Célestine (donnant la clef). — La voilà, mais je gage qu’ils se seront mis sous la sauvegarde des verrous, et ils auront fait à merveille.

En effet, la clef tournée, la porte ne s’ouvre point. En vain madame Durut l’agite avec violence, s’estropie à force de frapper des pieds et des poings : l’heureux couple demeure tranquille. Pour lors, la Durut, partant comme un trait, va chercher assistance ; mais avant son retour Célestine, secrète protectrice de tout intérêt libertin, a fait évader les bons enfants, leur conseillant d’aller se cacher séparément, jusqu’à ce que cette importante affaire se soit un peu civilisée.

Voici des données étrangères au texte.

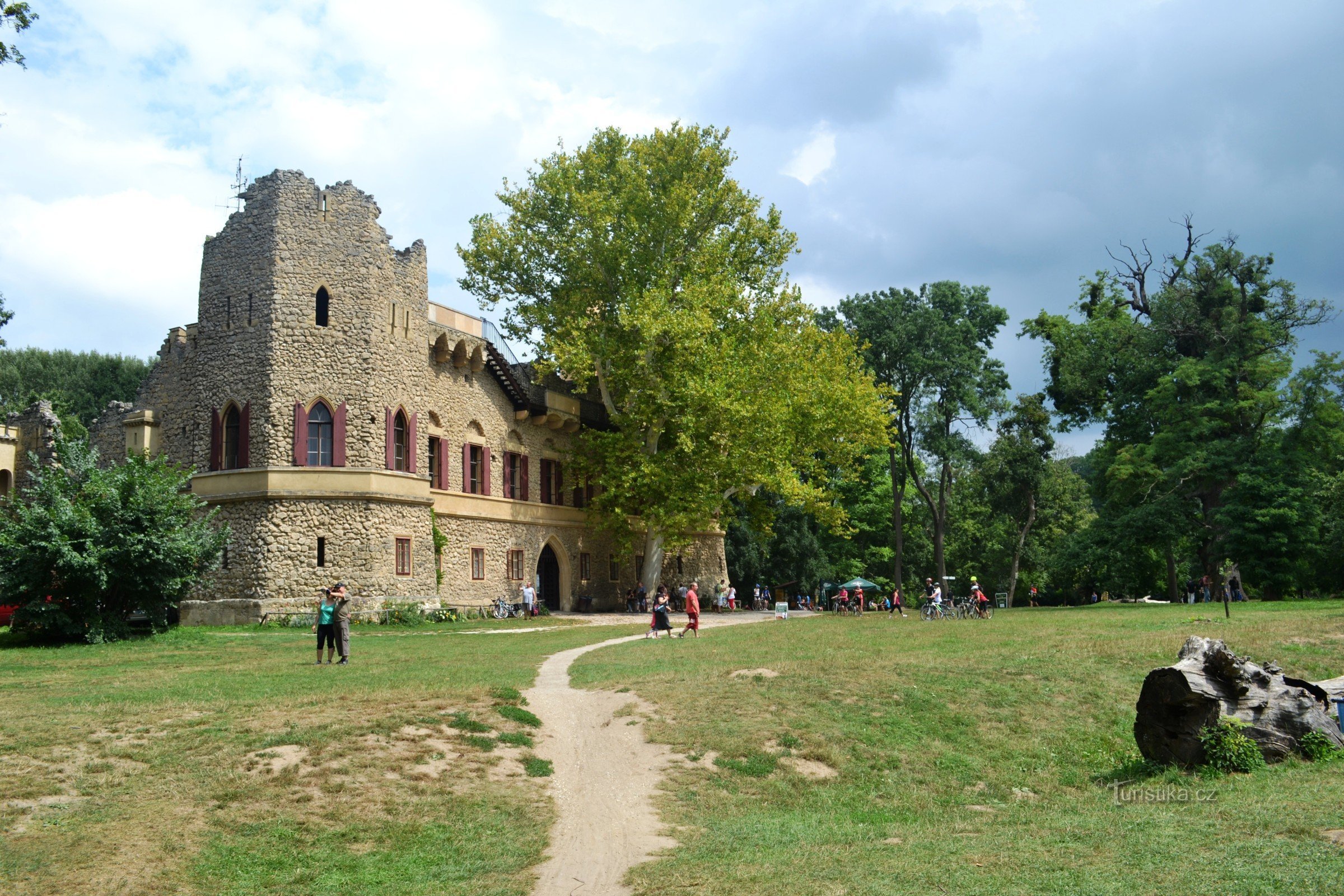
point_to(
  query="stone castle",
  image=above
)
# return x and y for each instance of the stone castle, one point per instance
(328, 408)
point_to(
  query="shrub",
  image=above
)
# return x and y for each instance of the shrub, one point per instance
(757, 765)
(519, 715)
(1228, 750)
(85, 548)
(538, 767)
(1318, 747)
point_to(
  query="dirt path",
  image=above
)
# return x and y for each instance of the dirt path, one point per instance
(604, 780)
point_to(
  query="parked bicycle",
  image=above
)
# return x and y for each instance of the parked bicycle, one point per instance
(505, 610)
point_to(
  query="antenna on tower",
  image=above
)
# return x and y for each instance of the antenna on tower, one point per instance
(240, 182)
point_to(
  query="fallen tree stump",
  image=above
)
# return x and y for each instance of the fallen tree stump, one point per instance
(1210, 682)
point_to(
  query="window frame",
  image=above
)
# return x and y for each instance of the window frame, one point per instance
(401, 430)
(321, 307)
(398, 542)
(476, 459)
(330, 442)
(232, 414)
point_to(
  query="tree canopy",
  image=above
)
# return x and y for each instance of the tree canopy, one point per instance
(88, 546)
(637, 267)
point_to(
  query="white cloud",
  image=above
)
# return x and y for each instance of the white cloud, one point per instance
(814, 157)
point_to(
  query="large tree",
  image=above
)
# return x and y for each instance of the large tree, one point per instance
(932, 352)
(1015, 468)
(1186, 366)
(21, 18)
(637, 265)
(86, 546)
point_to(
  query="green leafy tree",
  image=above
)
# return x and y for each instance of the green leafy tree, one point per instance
(86, 547)
(21, 18)
(78, 385)
(932, 352)
(1188, 381)
(1016, 468)
(640, 268)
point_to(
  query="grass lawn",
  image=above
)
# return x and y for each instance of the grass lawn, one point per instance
(972, 758)
(222, 762)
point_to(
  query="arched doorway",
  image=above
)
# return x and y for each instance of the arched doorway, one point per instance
(549, 578)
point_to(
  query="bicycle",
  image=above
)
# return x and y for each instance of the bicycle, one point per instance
(505, 610)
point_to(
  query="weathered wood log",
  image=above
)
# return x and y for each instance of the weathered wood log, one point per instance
(1210, 682)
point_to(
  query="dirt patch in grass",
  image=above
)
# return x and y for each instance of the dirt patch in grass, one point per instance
(754, 673)
(810, 767)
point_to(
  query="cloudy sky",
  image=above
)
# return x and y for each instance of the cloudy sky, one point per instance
(1002, 143)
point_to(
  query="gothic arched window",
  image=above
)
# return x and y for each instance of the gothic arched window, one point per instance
(400, 454)
(320, 436)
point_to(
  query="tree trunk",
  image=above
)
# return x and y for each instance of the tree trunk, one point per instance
(940, 528)
(898, 496)
(1210, 682)
(1022, 542)
(652, 571)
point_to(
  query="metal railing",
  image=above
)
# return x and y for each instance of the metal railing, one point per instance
(492, 334)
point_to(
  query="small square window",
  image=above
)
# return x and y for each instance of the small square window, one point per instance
(404, 557)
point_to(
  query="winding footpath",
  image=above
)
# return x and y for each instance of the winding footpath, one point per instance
(604, 778)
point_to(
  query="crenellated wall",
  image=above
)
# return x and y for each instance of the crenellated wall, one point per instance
(259, 346)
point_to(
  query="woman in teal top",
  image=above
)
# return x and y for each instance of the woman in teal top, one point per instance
(326, 628)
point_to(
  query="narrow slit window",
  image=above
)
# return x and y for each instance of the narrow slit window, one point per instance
(404, 557)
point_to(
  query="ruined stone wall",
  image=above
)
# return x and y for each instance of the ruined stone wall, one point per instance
(39, 428)
(273, 550)
(257, 342)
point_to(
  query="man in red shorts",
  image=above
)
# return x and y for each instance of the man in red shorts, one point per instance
(693, 612)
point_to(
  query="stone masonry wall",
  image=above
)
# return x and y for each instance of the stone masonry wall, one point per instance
(257, 343)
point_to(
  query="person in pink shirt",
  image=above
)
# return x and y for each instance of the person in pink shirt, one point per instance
(693, 612)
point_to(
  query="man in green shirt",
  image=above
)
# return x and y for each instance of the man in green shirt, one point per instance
(342, 622)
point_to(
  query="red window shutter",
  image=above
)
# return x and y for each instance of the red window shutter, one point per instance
(245, 437)
(410, 444)
(300, 435)
(216, 448)
(339, 436)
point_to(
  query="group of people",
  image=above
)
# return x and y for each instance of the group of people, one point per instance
(662, 620)
(725, 598)
(333, 625)
(1203, 589)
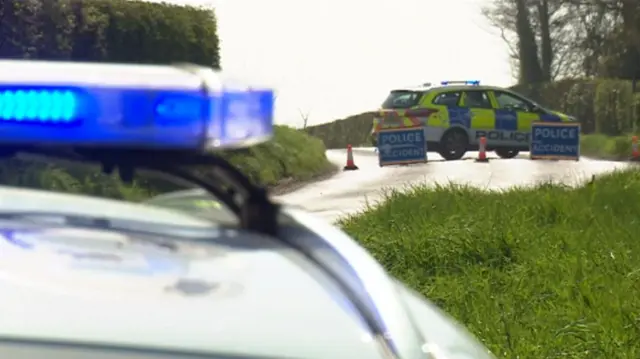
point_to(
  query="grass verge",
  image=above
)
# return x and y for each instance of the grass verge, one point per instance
(545, 272)
(616, 148)
(291, 156)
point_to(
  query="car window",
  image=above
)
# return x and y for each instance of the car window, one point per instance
(447, 99)
(402, 99)
(476, 99)
(509, 101)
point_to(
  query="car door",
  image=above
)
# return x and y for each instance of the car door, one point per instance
(514, 116)
(482, 116)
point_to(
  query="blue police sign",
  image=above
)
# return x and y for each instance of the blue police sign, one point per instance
(555, 141)
(401, 146)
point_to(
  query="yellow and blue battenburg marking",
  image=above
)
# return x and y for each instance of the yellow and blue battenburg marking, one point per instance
(147, 107)
(501, 119)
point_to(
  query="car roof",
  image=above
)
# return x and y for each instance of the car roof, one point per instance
(451, 88)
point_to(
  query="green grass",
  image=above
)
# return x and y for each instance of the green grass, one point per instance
(606, 147)
(545, 272)
(290, 155)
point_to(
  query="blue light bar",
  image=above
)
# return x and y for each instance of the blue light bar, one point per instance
(472, 83)
(146, 107)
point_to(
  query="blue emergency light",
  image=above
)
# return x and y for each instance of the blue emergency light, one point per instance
(132, 106)
(472, 83)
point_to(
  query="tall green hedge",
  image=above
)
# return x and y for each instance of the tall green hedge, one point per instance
(109, 31)
(602, 106)
(105, 31)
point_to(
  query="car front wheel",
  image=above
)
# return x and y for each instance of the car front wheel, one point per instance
(453, 145)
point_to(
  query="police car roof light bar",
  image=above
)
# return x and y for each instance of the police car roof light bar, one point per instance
(472, 83)
(128, 106)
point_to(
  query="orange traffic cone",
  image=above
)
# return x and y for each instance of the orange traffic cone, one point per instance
(351, 165)
(482, 154)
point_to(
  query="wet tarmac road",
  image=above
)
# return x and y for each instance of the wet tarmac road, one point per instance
(348, 192)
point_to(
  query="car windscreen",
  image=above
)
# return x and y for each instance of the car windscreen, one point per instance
(46, 187)
(399, 99)
(195, 202)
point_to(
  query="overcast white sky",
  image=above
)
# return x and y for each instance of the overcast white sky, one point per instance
(335, 58)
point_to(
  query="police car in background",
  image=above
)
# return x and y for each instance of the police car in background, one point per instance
(87, 277)
(458, 113)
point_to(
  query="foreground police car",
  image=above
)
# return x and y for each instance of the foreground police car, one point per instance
(458, 113)
(86, 277)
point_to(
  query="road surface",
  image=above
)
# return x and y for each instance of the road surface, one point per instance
(348, 192)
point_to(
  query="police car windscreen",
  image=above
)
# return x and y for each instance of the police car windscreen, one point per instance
(401, 99)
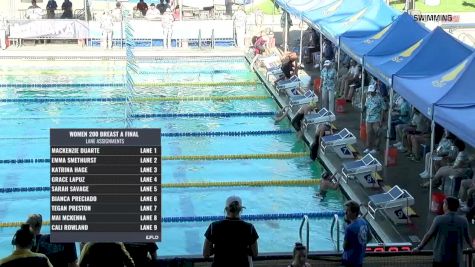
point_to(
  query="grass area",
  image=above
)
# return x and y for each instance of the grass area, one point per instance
(445, 6)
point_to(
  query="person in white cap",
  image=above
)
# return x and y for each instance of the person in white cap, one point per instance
(107, 27)
(3, 32)
(374, 108)
(232, 241)
(328, 76)
(167, 24)
(239, 19)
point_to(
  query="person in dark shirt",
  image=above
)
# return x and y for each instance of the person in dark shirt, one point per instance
(105, 254)
(288, 65)
(67, 8)
(162, 7)
(59, 254)
(24, 240)
(143, 254)
(232, 241)
(50, 8)
(357, 235)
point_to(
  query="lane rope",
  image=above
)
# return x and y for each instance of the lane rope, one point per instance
(300, 182)
(249, 217)
(206, 115)
(156, 84)
(136, 99)
(183, 134)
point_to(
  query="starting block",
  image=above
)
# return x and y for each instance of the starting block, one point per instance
(362, 170)
(339, 143)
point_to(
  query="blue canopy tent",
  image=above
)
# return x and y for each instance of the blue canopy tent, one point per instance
(449, 97)
(410, 80)
(460, 120)
(404, 25)
(446, 95)
(362, 22)
(383, 64)
(298, 7)
(335, 11)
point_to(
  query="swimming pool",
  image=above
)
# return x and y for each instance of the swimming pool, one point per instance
(41, 95)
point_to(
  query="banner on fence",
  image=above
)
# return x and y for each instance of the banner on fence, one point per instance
(52, 28)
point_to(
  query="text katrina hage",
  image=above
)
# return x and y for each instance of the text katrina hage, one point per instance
(68, 169)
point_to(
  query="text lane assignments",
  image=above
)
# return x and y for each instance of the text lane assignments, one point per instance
(105, 185)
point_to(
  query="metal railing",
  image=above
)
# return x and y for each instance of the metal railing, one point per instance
(335, 223)
(376, 258)
(305, 221)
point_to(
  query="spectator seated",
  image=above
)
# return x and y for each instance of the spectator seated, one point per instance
(451, 186)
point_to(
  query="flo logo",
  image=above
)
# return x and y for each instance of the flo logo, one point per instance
(436, 17)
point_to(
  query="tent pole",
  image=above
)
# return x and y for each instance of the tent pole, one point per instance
(301, 41)
(321, 48)
(432, 139)
(181, 10)
(286, 32)
(362, 92)
(391, 100)
(338, 60)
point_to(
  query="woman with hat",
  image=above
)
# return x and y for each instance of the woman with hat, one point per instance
(232, 241)
(374, 108)
(328, 76)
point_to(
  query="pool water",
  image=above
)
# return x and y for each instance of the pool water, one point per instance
(25, 134)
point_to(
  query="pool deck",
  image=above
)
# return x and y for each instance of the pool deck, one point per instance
(71, 52)
(404, 174)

À peine sont-ils en sûreté que madame Durut rentre, suivie d’un aide-jardinier muni d’une hache.

Madame Durut (de loin encore et toujours en fureur). — Qu’on me jette cette porte en dedans, tout de suite !

Célestine (gaiement). — Ce n’est pas la peine ; les moineaux sont dénichés. (Au jardinier.) Gervais, retirez-vous. (Il obéit.) Que de bruit, ma sœur ! De la vilaine jalousie à l’occasion d’un morveux de domestique ! tu perds l’esprit.